1991 Guatemala earthquake
- UTC time: 1991-09-18 09:48:13
- ISC event: 320287
- USGS-ANSS: ComCat
- Local date: September 18, 1991
- Local time: 03:48
- Magnitude: M_{w} 6.2
- Depth: 10 kilometres (6 mi)
- Epicenter: 14°38′46″N 90°59′10″W﻿ / ﻿14.646°N 90.986°W
- Type: Strike-slip
- Areas affected: Guatemala
- Max. intensity: MMI VII (Very strong)
- Casualties: 25 fatalities, >200 injured

= 1991 Guatemala earthquake =

February 1976 earthquake in Guatemala

The 1991 Guatemala earthquake occurred on September 18 at 3:48 a.m. local time. The epicenter was 60 miles southwest of Guatemala City. The shock was assigned a magnitude of 5.3 on the Richter scale, later assigned with a magnitude of 6.2. It caused 25 deaths, over 200 injuries and left 1,000 people without homes.

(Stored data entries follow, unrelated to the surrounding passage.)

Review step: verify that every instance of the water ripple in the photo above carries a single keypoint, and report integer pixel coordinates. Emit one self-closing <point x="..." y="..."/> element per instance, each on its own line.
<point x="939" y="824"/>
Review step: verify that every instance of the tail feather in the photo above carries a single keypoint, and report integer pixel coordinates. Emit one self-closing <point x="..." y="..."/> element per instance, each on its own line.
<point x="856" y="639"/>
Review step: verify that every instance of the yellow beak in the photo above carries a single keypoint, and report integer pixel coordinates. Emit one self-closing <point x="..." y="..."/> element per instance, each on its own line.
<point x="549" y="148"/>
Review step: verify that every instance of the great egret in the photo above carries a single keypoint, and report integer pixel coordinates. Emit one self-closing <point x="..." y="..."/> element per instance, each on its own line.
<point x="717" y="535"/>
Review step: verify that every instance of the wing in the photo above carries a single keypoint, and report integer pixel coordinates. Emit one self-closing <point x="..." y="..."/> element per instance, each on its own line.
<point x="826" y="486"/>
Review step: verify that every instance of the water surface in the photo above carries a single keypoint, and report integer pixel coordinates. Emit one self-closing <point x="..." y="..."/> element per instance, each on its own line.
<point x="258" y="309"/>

The coastline of Guatemala lies above the convergent boundary where the Cocos plate is being subducted beneath the North American plate or Caribbean plate along the line of the Middle America Trench. The northern part of the country hosts the Motagua Fault and Chixoy-Polochic Fault, The Motagua Fault was the source of many destructive earthquakes in Northern Guatemala, most notably the 1976 Guatemala earthquake with a magnitude of 7.5.